Implications of 2020 BlackRock Letter to CEOs

January 2020


BlackRock CEO Larry Fink’s 2020 letter to CEOs makes it clear that climate change and sustainability issues will continue to be a hot topic for investors in 2020. In this annual letter, Fink asserts his view that climate change risk is investment risk; as such, he predicts investors will begin to allocate their capital towards sustainable investing, rely more heavily on disclosure to determine the degree to which companies are addressing climate risk, and exercise their voting rights accordingly. Here, we detail our key takeaways from his letter, and implications for directors serving on public company boards.

The Financial Risk of Climate Change & Implications on Capital Allocation

Fink begins his letter by addressing the risk that climate change presents to organizations and the global systems in which they operate. Practical examples raised include challenges with insuring and mortgaging homes, cost of basic goods, potential inflation and interest rate challenges, and the ability to develop accurate economic models. These risks pose threats to organizations across industries and geographies – and BlackRock’s clients are taking notice. Fink predicts that capital will be re-allocated to companies who appropriately focus on climate change and other sustainability issues. This will serve to increase the cost of capital for those organizations who do not respond to shareholders’ requests.

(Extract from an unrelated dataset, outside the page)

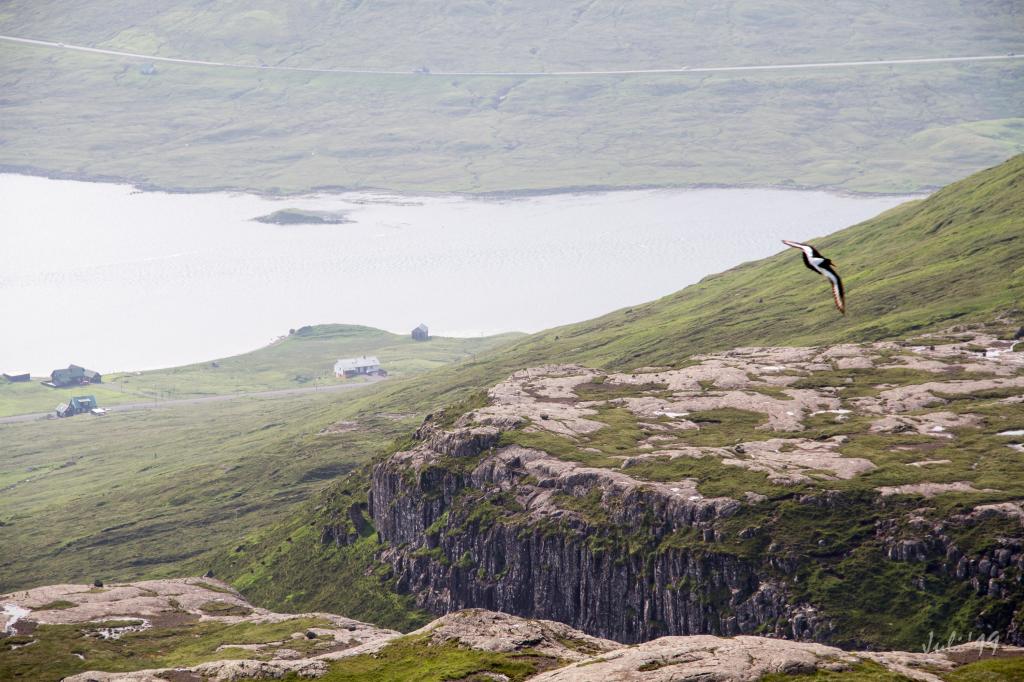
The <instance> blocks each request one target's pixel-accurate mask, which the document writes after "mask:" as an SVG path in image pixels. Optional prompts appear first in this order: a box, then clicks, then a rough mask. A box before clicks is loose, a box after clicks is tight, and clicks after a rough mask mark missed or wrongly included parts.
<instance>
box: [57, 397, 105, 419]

As a first step, issuers should consider to what degree, and in what way, their business is susceptible to climate change-related risk, and establish an approach to address it.

Importance of Disclosure

Investors assessing a company’s focus on sustainability will turn to disclosure as a key source of information. While there is no single widely used or accepted framework, Fink suggests that the Sustainability Accounting Standards Board (SASB) provides a robust approach for various issues. As such, he calls on CEOs to “publish a disclosure in line with industry-specific SASB guidelines,” as well disclose risks aligned with the Task Force on Climate-related Financial Disclosures (TCFD)’s recommendations, of which BlackRock was a founding member. He notes that “in the absence of robust disclosure, investors, including BlackRock, will increasingly conclude that companies are not adequately managing risk.”

Companies should ensure that any climate-related risk management measures are disclosed in an effective and well-understood manner, including assessing the merits of adopting disclosure frameworks like SASB and TCFD.

Investor Response

Given the materiality of climate change-related risk, investors have begun to hold directors accountable if they perceive this risk to be ineffectively managed. Fink warns that BlackRock “will be increasingly disposed to vote against management and board directors when companies are not making sufficient progress on sustainability-related disclosures and the business practices and plans underlying them.”

Proactive shareholder engagement on sustainability-related topics, risks, and disclosure can help companies address related investor concerns.